No. 10 Jana Novotna, having beaten Graf in the quarterfinals, downed No. 6 Arantxa Sanchez Vicario, 6-2, 6-4, earlier today.

On Wednesday, Patrick McEnroe, 24, all his life just John's younger brother, became his own man with a gutsy, classy show and a glorious run of luck -- seven net cords in the last two sets -- in the most dramatic match of this Grand Slam event to reach the semifinals.

Tears trickled down his cheeks and the crowd rose in a loud, sustained ovation when McEnroe, his torso wrapped in a brace, ended a 3 1/2 hour thriller by beating Cristiano Caratti, 7-6 (7-2), 6-3, 4-6, 4-6, 6-2. He next will play No. 2 Boris Becker, with top-seeded Stefan Edberg and No. 3 Ivan Lendl meeting in the other semifinal.

Seles, down 30-40 while serving in the 12th game of the last set, saved the match point and gained deuce when Fernandez netted a backhand. After Fernandez hit a forehand long, Seles held with a service winner.

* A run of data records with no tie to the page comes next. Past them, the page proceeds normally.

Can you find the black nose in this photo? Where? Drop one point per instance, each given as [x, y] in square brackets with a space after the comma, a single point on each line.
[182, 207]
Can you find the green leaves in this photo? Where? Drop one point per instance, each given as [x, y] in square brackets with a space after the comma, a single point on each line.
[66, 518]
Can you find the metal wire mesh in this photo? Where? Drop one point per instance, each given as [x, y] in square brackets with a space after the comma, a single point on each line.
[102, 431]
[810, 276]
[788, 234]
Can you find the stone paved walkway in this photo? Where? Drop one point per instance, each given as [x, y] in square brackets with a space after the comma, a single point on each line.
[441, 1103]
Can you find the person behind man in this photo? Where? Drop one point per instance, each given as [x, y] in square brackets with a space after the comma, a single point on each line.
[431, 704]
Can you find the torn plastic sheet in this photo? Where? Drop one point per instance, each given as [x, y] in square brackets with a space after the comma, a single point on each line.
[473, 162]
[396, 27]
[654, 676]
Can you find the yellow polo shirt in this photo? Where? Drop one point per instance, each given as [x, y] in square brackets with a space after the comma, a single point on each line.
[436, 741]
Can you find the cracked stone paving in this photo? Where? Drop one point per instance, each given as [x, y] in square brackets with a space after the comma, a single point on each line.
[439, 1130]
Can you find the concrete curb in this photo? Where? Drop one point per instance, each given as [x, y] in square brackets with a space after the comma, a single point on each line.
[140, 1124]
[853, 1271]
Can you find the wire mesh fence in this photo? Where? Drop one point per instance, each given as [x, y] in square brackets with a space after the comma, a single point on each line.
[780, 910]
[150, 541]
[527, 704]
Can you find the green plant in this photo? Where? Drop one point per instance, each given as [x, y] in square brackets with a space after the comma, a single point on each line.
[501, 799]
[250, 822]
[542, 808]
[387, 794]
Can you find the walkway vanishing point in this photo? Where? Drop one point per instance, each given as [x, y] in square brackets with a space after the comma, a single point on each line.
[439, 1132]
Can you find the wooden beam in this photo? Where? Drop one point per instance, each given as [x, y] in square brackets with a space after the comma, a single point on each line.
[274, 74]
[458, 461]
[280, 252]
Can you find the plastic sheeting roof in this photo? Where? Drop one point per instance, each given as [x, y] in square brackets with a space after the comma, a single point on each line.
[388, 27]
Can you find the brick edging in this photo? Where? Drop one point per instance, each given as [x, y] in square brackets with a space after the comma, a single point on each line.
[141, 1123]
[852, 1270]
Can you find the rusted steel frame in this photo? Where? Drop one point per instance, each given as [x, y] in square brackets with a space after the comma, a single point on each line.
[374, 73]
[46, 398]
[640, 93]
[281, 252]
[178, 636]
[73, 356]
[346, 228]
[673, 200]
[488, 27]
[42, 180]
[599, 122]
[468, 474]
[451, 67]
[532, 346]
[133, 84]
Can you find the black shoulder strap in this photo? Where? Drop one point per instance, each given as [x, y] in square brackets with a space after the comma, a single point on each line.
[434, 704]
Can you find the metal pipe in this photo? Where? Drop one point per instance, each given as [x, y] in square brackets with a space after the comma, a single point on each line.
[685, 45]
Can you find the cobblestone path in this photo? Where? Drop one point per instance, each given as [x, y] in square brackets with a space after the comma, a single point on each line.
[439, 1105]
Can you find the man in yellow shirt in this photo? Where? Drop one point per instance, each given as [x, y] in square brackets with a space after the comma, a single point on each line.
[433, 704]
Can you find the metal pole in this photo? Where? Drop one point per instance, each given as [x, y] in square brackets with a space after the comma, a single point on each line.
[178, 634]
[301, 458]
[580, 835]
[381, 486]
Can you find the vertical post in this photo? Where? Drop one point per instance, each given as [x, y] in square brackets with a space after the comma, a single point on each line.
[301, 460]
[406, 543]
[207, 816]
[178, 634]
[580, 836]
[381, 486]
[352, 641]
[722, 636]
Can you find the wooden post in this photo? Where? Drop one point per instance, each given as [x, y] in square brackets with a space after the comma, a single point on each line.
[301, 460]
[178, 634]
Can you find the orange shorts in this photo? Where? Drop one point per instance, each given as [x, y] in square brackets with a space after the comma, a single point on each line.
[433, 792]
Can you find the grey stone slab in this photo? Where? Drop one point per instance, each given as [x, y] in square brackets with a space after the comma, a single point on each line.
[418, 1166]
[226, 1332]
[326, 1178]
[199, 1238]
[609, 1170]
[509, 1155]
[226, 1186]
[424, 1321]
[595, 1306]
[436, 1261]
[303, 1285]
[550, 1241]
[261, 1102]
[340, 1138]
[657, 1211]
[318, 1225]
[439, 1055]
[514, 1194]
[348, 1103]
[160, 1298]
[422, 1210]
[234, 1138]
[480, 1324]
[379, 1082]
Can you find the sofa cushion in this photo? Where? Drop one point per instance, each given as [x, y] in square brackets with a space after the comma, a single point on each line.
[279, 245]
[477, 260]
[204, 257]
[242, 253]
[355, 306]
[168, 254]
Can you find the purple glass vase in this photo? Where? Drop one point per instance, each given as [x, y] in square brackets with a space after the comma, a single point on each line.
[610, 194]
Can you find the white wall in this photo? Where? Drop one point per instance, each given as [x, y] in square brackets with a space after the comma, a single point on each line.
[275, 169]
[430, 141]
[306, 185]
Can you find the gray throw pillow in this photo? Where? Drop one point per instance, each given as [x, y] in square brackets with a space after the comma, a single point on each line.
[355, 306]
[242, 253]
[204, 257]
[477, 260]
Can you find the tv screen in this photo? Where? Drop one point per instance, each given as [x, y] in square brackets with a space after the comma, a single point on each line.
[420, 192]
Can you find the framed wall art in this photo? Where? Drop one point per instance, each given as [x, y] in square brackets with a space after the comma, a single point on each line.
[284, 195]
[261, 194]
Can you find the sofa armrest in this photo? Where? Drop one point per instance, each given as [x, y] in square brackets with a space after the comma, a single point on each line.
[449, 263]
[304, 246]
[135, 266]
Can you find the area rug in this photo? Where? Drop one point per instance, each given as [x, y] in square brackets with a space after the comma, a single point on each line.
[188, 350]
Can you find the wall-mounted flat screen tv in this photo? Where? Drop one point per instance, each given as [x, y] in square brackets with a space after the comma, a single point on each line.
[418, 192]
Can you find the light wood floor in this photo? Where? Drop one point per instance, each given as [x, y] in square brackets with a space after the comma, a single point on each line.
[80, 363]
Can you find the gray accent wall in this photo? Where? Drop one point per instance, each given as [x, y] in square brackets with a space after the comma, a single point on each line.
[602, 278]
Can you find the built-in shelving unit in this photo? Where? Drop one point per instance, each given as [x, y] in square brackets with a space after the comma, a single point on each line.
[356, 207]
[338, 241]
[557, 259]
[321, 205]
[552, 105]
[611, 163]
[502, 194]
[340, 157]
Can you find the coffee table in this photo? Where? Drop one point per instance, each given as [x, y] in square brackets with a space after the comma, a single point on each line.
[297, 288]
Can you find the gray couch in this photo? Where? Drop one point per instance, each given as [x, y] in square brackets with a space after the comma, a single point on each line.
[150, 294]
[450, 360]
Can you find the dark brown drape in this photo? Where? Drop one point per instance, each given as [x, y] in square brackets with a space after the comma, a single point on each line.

Both players held to 7-7 before Fernandez missed on a shot that had brought her so much success earlier in the match -- a drop shot that several times had caught Seles at the baseline. This time, though, her backhand drop hit the net, the first of four straight points she lost as Seles broke her at love.

Seles then served out the match, winning with an ace to Fernandez's backhand.

Novotna played aggressively at the net in upsetting three-time defending Graf and No. 8 Zina Garrison in the fourth round. But against Sanchez Vicario, she stayed on the baseline and won a match of sloppy ground strokes.

Barely an hour into the McEnroe-Caratti match, the New Yorker felt a shot of pain on the left side of his back while serving in the fourth game of the second set. He won that game to go up 3-1, then called a three-minute injury timeout during the changeover after Caratti held.

A trainer massaged McEnroe and snapped a corset around his back. And in that condition, the pain stabbing occasionally, dull and annoying the rest of the time, McEnroe played on, rubbing and clutching his side but never quitting.

Ranked No. 114, McEnroe isn't at the same level as Edberg, Becker and Lendl, but he's in the semifinals with them.

"It's unbelievable company to be in," he said.

"It sounds incredible," Becker said when learning he'd next play McEnroe. "I think immediately of the Great McEnroe."

The Great One stayed away this year with a strained shoulder. But Patrick came, and in his second Grand Slam singles tournament matched his brother's best here, a semifinal in 1983.

"He has shown he can play great tennis under pressure," Becker said.

Becker, though, may be far beyond McEnroe's reach at this point after playing nearly perfectly in beating tough, 10th-seeded Guy Forget, 6-2, 7-6 (7-2), 6-3.

"He would have killed even Ivan or Stefan playing like this today," Forget said. "When he serves like this, and he goes for so many shots . . . there's not much you can do."

Becker acknowledged he was in top form, but "the only problem is I don't play like that every day."

Lendl-Edberg is the other semifinal, a rematch of last year's final, won by Lendl after Edberg retired with an injury. Lendl beat Goran Prpic, 6-0, 7-6 (7-1), 7-6 (7-2), and Edberg beat Jaime Yzaga, 6-2, 6-3, 6-2, in the semifinals.

No matter, it will be hard to beat the drama of McEnroe-Caratti. What it lacked in skill, it made up in spirit, as the two played their hearts out.